Since I started eating closer to home, I've had a great time getting to know the farmers who grow my food. I've become more curious about the history and, I suppose, anthropology of local food. After finishing Everett Rau's memoir, Stand Tall, I still stop by to chat with him and his wife, Peg, in their hilltop farmhouse. During one of our visits, Peg brought out a treasure trove of handwritten cookbooks from her mother, grandmother, and grandmother-in-law, along with her own box of recipe cards, which she began the year she married Ev.
My hands trembled when I opened the old notebooks, carefully turning their food-stained pages, brittle with age. Determined to preserve them, I carefully scanned the notebooks and cards and sat with Peg as she regaled me with stories of Grange dinners and favorite family recipes. At 93, Peg doesn't cook anymore, but she is passionate about nutrition and can still recall the first time she tried many of the recipes in her collection.
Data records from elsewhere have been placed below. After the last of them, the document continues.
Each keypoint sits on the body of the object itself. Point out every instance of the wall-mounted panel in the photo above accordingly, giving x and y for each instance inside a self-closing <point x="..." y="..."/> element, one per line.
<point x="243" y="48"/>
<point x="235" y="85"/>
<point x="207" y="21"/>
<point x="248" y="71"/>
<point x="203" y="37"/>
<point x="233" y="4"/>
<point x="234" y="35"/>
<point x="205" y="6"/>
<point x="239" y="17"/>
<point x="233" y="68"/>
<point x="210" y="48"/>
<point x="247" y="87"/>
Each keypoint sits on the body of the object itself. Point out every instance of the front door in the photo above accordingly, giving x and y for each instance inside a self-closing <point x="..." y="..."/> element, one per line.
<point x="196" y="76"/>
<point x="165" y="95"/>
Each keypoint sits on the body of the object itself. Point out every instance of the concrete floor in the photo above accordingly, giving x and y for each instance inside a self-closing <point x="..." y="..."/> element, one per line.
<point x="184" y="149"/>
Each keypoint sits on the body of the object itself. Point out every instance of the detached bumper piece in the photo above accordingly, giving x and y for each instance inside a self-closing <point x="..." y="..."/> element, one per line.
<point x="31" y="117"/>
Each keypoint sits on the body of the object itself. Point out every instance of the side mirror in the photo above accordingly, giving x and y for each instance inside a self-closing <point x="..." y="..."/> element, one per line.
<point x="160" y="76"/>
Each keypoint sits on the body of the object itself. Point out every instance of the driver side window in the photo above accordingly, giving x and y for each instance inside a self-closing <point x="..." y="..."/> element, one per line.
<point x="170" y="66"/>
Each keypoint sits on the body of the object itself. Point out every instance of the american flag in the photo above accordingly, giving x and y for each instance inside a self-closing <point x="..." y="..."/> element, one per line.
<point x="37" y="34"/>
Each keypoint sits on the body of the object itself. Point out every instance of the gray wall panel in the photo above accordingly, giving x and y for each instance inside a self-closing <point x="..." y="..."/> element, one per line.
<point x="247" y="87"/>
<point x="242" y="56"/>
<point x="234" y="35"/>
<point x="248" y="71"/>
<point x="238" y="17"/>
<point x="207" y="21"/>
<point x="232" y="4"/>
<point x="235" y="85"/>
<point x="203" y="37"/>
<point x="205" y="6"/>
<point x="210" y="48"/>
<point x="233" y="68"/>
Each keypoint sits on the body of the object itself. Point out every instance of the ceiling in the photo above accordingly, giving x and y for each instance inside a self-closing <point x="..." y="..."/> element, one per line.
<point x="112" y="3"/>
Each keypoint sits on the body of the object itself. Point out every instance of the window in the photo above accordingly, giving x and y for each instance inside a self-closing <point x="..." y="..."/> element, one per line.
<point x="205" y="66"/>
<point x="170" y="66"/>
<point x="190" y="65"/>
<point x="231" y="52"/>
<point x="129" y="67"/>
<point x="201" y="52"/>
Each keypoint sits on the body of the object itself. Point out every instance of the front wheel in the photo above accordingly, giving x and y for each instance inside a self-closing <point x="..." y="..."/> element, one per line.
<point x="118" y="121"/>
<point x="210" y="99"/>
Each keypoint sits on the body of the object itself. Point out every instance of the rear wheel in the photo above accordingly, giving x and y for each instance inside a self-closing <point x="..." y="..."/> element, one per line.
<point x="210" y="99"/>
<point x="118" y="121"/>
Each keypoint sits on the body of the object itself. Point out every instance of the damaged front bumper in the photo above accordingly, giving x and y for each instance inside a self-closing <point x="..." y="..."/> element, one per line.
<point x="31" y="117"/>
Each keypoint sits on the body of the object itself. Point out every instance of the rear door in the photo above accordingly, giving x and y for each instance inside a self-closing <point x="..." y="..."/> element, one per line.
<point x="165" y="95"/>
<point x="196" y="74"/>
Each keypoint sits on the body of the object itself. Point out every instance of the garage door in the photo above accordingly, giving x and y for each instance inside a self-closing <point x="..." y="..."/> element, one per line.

Heirloom Recipes focuses on a handwritten cookbook begun by Everett's grandmother, Sarah Ogsbury, in 1891. We know the year because she used a complimentary journal from a thread company that is stamped with the date. Throughout the book is elegant ink penmanship from Sarah, who was a teacher, interspersed with clumsier pencil recipes from young women. The girls' writing is in several different hands, presumably her daughters, Margaret and Elizabeth. When Peg found the book in a drawer after she married Everett, she also found newspaper clippings, which she pasted, as if in a scrapbook. She says she never saw her mother-in-law, Margaret, use the cookbook, because Margaret had "all the recipes in her head."